Direct Formation of SiO2 Nanohole Arrays via Iron Nanoparticle-Induced Carbothermal Reduction

Abstract

Hexagonally patterned SiO2 nanohole arrays having sub-10 nm of width were directly formed via carbothermal reduction of SiO2 with carbon-dissolved iron nanoparticles (NPs) (C(on iron NPs, s) + SiO2(s) <-> SiO(g) + CO(g)). Iron NPs prepared by hydroxylamine-mediated synthesis method resulted in not only nanoholes but also nanotrenches because the diameter of these iron NPs is suitable for the growth of single-walled carbon nanotubes (SWNTs) that further react with underneath SiO2 to produce nanotrenches.
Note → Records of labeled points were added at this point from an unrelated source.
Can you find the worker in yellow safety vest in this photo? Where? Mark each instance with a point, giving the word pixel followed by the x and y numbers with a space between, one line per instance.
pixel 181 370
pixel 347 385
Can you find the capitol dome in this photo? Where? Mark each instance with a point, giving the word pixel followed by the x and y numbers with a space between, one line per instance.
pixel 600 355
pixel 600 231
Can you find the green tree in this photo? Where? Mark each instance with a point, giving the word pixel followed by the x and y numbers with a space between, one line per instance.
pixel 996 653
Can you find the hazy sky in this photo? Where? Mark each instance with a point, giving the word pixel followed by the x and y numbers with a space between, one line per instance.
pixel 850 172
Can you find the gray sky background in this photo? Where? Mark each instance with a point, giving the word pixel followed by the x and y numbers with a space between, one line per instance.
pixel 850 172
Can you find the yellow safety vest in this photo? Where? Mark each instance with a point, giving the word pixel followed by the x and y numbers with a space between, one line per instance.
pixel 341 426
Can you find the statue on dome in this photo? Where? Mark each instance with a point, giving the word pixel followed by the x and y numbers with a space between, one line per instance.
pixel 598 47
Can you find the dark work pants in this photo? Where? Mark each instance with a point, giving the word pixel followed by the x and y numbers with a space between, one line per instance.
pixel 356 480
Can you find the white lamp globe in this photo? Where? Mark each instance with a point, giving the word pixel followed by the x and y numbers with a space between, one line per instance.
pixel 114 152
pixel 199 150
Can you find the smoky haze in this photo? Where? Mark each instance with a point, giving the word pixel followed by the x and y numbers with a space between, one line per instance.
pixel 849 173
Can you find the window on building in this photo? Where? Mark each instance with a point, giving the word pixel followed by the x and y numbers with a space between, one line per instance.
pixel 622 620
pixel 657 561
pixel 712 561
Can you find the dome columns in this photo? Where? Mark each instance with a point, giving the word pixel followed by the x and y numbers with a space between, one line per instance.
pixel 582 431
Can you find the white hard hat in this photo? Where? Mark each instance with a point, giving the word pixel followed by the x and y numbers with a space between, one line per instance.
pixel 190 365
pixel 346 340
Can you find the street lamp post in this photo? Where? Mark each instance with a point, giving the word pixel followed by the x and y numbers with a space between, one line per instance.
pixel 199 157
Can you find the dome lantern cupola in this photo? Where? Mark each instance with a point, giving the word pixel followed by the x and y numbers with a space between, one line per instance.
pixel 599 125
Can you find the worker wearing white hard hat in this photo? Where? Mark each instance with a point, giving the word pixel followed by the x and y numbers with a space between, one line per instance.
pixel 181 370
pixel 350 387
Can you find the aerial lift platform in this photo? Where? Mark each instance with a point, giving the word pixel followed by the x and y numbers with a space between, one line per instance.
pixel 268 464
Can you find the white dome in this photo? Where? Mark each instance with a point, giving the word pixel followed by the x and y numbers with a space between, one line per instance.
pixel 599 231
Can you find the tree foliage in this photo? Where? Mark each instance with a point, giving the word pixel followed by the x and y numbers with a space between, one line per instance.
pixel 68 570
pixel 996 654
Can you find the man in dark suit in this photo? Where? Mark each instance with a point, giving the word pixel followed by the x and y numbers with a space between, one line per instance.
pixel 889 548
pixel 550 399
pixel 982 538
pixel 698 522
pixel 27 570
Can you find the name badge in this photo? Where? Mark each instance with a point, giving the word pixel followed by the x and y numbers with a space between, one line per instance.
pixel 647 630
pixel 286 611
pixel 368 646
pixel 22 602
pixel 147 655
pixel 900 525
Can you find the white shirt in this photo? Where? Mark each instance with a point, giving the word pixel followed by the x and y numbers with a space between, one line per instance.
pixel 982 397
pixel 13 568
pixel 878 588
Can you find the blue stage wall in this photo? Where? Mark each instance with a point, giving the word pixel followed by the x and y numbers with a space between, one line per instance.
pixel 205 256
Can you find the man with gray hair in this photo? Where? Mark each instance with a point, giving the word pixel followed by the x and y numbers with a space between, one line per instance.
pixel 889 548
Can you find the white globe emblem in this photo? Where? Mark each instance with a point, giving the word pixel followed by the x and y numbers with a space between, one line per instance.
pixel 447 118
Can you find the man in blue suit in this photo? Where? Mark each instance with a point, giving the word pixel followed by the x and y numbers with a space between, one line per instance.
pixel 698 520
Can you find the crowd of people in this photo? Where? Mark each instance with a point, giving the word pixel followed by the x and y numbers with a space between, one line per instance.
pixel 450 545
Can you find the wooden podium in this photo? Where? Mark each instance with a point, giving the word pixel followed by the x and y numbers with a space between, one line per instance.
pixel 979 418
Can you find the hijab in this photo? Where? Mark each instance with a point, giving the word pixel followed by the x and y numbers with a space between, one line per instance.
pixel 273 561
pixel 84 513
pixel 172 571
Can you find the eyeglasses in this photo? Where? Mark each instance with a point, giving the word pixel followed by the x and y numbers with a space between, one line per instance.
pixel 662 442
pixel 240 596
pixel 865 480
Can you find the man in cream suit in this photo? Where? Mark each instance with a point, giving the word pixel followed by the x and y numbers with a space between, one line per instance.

Higher yields of nanoholes were obtained by using larger-sized iron NPs (diameter: 3-8 nm) prepared from ferritins and by reducing the amount of active carbon precursor sources during the reaction, by which the growth of SWNTs were substantially suppressed. SiO2 nanohole arrays were then obtained from hexagonally self-arrayed iron NPs, which were fabricated using polystyrene-block-poly(2-vinylpyridine) (PS-b-P2VP) micelles. In addition to the reactivity of carbothermal reduction, interparticular distance of the patterned iron NPs turned out to be a key factor to successfully form nanohole arrays. The interparticular distance was controlled by changing the composition of PS-b-P2VP micelles.